NEW YORK — A lot is happening in Flipperland – the home buyer I’m repping wants to put in a $2 million offer, and I hit an inflection point with my partners.

But you’ll have to wait a week for those stories, because everyone (including me) is in the middle of Real Estate Connect, a three-day conference at the Marriott in Times Square.

And, you know, it’s a conference – there are panels and networking and give-away pens and everyone is starting to run out of business cards and it’s all very fun (excepting the 8 a.m. start time).

In the middle of this swirl, it looks like the Internet is going to take over the universe. You’ve got people from this dot-com and that dot-com. Rich Barton of Zillow is here, he’s got $32 million and 75 employees, no one even knows what he does yet. (Doesn’t that smack of the early ’90s? He quoted one of his friends as saying, “it’s a pity you have to launch in beta.”)

I talked to a lot of brokers about this, and Sally Daley of VeroBeach.com said it best: in this new world, how do we defend our commission?

Traditionally, brokers got 6 percent because we provided a marketplace. That’s certainly changed; you can sell off craigslist now. So now brokers are trying to add value as “negotiators” and “counselors.” It’s the consigliere model, if you will.

But that vision of adding value through a high level of personal service seems at odds with a world where people don’t have face-to-face meetings anymore. How do I convince you you need me, not just anyone, but ME, if all I am to you is a reply to your e-mails?

And I worry most about where this leaves women. Real estate sales has traditionally been a good field for women – maybe it plays to traditional feminine strengths of being empathetic and nurturing, I don’t know.

In a world where technology allows for less personal contact, does that advantage evaporate?

Also, if the business restructures so that it’s more about management and less about selling, does that block women from being able to get good seats at the table? These tech-friendly whiz-bang gadgets impress me as much as the next person, but I think of the Silicon Valley gangs as the boys of summer. The only techie female manager I can think of is the co-founder of Zipcar, and she’s out of the company already.

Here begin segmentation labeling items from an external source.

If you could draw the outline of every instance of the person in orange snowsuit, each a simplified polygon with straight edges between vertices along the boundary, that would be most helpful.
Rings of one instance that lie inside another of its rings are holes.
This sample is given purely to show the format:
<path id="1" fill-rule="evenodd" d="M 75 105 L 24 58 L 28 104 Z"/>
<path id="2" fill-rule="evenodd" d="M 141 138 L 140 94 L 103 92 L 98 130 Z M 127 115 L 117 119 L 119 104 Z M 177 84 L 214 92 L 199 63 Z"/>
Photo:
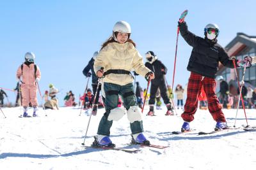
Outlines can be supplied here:
<path id="1" fill-rule="evenodd" d="M 37 103 L 37 83 L 41 78 L 41 72 L 37 65 L 34 63 L 35 54 L 27 52 L 25 54 L 25 62 L 20 66 L 17 71 L 16 77 L 20 84 L 22 92 L 23 117 L 28 117 L 28 108 L 29 103 L 33 108 L 33 117 L 37 117 L 36 111 L 38 104 Z"/>

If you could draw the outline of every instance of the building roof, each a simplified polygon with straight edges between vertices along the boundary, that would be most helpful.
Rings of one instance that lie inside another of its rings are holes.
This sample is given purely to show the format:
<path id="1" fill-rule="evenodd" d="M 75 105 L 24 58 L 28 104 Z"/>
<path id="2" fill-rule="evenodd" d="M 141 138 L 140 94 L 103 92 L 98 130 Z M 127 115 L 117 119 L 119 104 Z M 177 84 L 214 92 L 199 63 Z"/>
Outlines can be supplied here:
<path id="1" fill-rule="evenodd" d="M 225 46 L 225 49 L 228 55 L 231 57 L 239 53 L 246 46 L 256 48 L 256 36 L 237 32 L 236 37 Z"/>
<path id="2" fill-rule="evenodd" d="M 245 48 L 250 47 L 256 49 L 256 36 L 248 36 L 243 32 L 237 32 L 234 38 L 225 47 L 229 57 L 237 55 Z M 225 67 L 220 64 L 218 74 L 225 70 Z"/>

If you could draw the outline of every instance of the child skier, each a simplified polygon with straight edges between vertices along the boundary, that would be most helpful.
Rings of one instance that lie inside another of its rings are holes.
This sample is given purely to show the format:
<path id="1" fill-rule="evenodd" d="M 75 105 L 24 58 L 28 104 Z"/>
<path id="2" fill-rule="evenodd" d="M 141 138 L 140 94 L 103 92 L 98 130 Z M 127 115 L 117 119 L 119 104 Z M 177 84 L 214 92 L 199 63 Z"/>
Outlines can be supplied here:
<path id="1" fill-rule="evenodd" d="M 5 96 L 5 97 L 8 97 L 8 96 L 5 93 L 5 92 L 0 88 L 0 106 L 1 107 L 3 107 L 4 106 L 4 95 Z"/>
<path id="2" fill-rule="evenodd" d="M 16 77 L 20 84 L 20 90 L 22 92 L 22 106 L 24 108 L 23 117 L 28 115 L 28 107 L 29 103 L 33 108 L 33 117 L 37 117 L 36 110 L 38 105 L 37 103 L 36 83 L 41 78 L 39 67 L 35 62 L 35 54 L 27 52 L 25 54 L 25 62 L 19 67 Z"/>
<path id="3" fill-rule="evenodd" d="M 164 104 L 166 105 L 167 111 L 166 115 L 173 115 L 170 99 L 167 96 L 167 89 L 165 83 L 165 74 L 167 73 L 167 68 L 164 65 L 157 59 L 157 57 L 152 51 L 146 53 L 146 59 L 148 60 L 145 63 L 146 67 L 153 71 L 156 75 L 156 78 L 151 82 L 150 96 L 148 101 L 149 111 L 148 116 L 154 115 L 154 105 L 155 104 L 156 94 L 157 89 L 159 88 L 161 96 Z"/>
<path id="4" fill-rule="evenodd" d="M 133 78 L 131 71 L 145 76 L 147 81 L 154 78 L 154 73 L 147 68 L 137 50 L 136 44 L 130 39 L 131 26 L 125 21 L 116 23 L 113 36 L 103 43 L 94 62 L 94 70 L 98 77 L 103 76 L 106 93 L 106 113 L 101 118 L 97 137 L 93 145 L 115 147 L 109 138 L 113 121 L 118 121 L 125 114 L 130 122 L 132 136 L 135 143 L 149 145 L 143 134 L 142 114 L 136 106 Z M 118 94 L 122 96 L 124 108 L 117 108 Z"/>
<path id="5" fill-rule="evenodd" d="M 191 71 L 191 74 L 184 111 L 181 115 L 184 121 L 181 131 L 190 130 L 189 122 L 194 120 L 194 115 L 198 106 L 198 96 L 202 86 L 207 98 L 209 111 L 217 122 L 215 129 L 226 129 L 226 119 L 215 93 L 214 78 L 218 69 L 219 62 L 230 68 L 234 68 L 234 66 L 224 48 L 217 43 L 219 27 L 214 24 L 207 24 L 204 29 L 205 38 L 202 38 L 189 31 L 184 20 L 180 20 L 178 24 L 181 36 L 193 48 L 187 67 L 187 69 Z M 246 59 L 236 60 L 236 63 L 237 66 L 248 66 L 250 64 Z"/>

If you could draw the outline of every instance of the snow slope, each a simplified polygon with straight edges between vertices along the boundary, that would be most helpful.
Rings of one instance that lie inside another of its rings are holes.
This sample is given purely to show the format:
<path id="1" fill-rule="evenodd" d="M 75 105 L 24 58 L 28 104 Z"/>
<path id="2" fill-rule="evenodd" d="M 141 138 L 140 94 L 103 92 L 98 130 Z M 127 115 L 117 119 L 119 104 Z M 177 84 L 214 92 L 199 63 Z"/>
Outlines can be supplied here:
<path id="1" fill-rule="evenodd" d="M 156 117 L 144 112 L 145 134 L 151 143 L 168 145 L 160 150 L 127 146 L 130 127 L 125 117 L 115 122 L 111 138 L 116 147 L 140 148 L 138 153 L 100 150 L 81 147 L 89 116 L 74 108 L 38 111 L 37 118 L 19 118 L 20 108 L 2 108 L 0 113 L 0 169 L 255 169 L 256 132 L 242 129 L 211 135 L 198 136 L 200 131 L 211 131 L 216 122 L 207 110 L 198 110 L 191 127 L 196 131 L 180 135 L 180 117 L 164 116 L 166 109 Z M 32 110 L 29 110 L 31 115 Z M 236 110 L 224 110 L 229 125 L 234 124 Z M 85 144 L 90 145 L 96 134 L 104 110 L 92 117 Z M 255 110 L 246 110 L 250 125 L 256 124 Z M 45 117 L 45 115 L 47 116 Z M 246 124 L 239 110 L 237 126 Z"/>

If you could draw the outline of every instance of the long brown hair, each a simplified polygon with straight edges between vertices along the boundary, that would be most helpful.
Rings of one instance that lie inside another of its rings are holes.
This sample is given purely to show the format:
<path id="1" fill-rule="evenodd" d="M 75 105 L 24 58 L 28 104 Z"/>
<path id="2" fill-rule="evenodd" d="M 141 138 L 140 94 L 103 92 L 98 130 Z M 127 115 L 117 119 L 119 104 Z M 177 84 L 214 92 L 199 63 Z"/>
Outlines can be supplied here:
<path id="1" fill-rule="evenodd" d="M 115 32 L 115 36 L 116 37 L 117 36 L 117 34 L 118 33 L 118 32 Z M 129 38 L 127 41 L 127 42 L 129 42 L 131 43 L 133 46 L 136 48 L 136 43 L 132 41 L 132 39 L 131 39 L 130 38 L 130 34 L 129 34 Z M 115 40 L 114 37 L 113 36 L 111 36 L 111 37 L 109 37 L 107 41 L 106 41 L 102 45 L 100 50 L 104 48 L 105 46 L 106 46 L 109 43 L 113 43 L 113 42 L 116 42 L 116 40 Z"/>

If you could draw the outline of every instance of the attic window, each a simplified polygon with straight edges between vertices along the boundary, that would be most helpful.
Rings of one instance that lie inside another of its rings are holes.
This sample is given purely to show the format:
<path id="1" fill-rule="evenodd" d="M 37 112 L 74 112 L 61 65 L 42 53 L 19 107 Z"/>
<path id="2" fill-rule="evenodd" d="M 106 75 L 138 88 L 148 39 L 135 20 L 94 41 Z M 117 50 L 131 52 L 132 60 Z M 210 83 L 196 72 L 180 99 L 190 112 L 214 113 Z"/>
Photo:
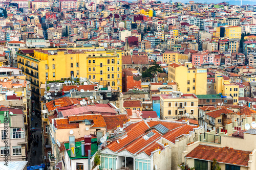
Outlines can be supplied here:
<path id="1" fill-rule="evenodd" d="M 147 140 L 147 139 L 148 139 L 151 137 L 152 137 L 152 136 L 154 136 L 154 135 L 155 135 L 155 133 L 154 133 L 153 132 L 150 132 L 147 135 L 144 135 L 143 138 L 144 139 L 145 139 L 145 140 Z"/>

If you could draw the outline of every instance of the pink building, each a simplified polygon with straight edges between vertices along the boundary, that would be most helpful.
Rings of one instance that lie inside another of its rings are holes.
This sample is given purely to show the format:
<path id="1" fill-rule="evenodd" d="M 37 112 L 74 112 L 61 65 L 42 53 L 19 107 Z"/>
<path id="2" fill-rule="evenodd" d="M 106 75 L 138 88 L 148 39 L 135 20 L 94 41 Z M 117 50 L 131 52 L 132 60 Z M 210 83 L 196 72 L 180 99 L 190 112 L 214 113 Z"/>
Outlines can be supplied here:
<path id="1" fill-rule="evenodd" d="M 59 11 L 60 12 L 76 11 L 77 10 L 77 0 L 60 0 L 59 1 Z"/>
<path id="2" fill-rule="evenodd" d="M 199 65 L 205 63 L 208 54 L 206 53 L 197 53 L 192 55 L 192 64 L 194 65 Z"/>

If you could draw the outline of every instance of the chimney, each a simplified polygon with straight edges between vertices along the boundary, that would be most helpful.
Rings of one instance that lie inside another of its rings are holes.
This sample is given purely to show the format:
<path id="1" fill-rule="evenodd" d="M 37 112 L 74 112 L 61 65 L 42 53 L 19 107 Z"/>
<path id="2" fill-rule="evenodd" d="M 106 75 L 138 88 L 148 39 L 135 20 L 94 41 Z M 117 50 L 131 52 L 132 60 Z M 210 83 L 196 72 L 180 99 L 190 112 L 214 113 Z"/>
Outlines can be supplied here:
<path id="1" fill-rule="evenodd" d="M 84 152 L 86 153 L 86 156 L 89 156 L 88 150 L 91 151 L 91 144 L 92 143 L 86 143 L 84 144 Z"/>
<path id="2" fill-rule="evenodd" d="M 84 156 L 85 153 L 84 153 L 84 142 L 81 142 L 81 151 L 82 152 L 82 156 Z"/>

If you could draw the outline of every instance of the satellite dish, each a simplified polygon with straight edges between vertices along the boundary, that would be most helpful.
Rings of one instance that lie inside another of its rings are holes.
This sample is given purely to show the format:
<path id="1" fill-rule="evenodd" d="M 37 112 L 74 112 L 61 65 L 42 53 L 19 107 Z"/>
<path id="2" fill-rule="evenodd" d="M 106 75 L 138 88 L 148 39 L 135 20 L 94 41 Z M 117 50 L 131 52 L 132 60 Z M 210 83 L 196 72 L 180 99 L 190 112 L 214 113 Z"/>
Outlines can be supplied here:
<path id="1" fill-rule="evenodd" d="M 69 131 L 70 134 L 73 135 L 73 133 L 74 133 L 74 131 L 72 130 L 71 130 L 70 131 Z"/>
<path id="2" fill-rule="evenodd" d="M 250 128 L 251 128 L 251 126 L 250 126 L 250 124 L 245 124 L 245 125 L 244 126 L 244 128 L 245 128 L 245 129 L 246 130 L 249 130 L 250 129 Z"/>
<path id="3" fill-rule="evenodd" d="M 251 127 L 252 127 L 252 128 L 256 128 L 256 123 L 255 123 L 255 122 L 252 122 L 251 123 Z"/>
<path id="4" fill-rule="evenodd" d="M 100 138 L 100 142 L 101 143 L 104 143 L 105 142 L 105 140 L 103 137 Z"/>

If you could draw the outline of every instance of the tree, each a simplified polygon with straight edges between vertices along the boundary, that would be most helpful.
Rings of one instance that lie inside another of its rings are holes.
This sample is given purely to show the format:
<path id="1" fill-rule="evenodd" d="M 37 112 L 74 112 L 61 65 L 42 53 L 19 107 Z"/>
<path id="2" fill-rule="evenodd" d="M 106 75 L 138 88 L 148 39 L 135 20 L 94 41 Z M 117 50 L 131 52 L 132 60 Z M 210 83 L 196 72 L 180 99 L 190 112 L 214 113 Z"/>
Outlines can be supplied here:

Let me give you some real-estate industry examples (and I’m sure these are incomplete, so please write me with others.)

Cendant, the parent company of NRT, is an old-school corporation. Franchises that trace back to Cendant sell one out of every four single-family homes in the U.S. The company has $7 billion of real estate and related revenue, and five of its 16 directors are women.

Google, founded in 1998, is a new-school corporation that is changing the way real estate is presented (if only because everyone who had founded a Web site in the mid-1990s now has to worry constantly about their Google score.) It has $3.1 billion in revenue (I’m using year-end 2004 figures because 2005 isn’t out yet) and none of its 9 directors is a woman.

Inman’s 100 most influential people in real estate has plenty of super saleswomen:  Dottie Herman’s the CEO of Prudential Douglas Elliman; Barbara Corcoran founded the Corcoran group; Shari Chase founded and runs Chase International. But of the 23 people highlighted in the Inman list’s “real estate and technology” category, none are women.

I don’t know what the answer is: Start a Chicks-Only Internet Club? Send John Doerr pink roses? But it is a challenge to be aware of – in 2006, to become adept at the tech while still retaining the personal touch.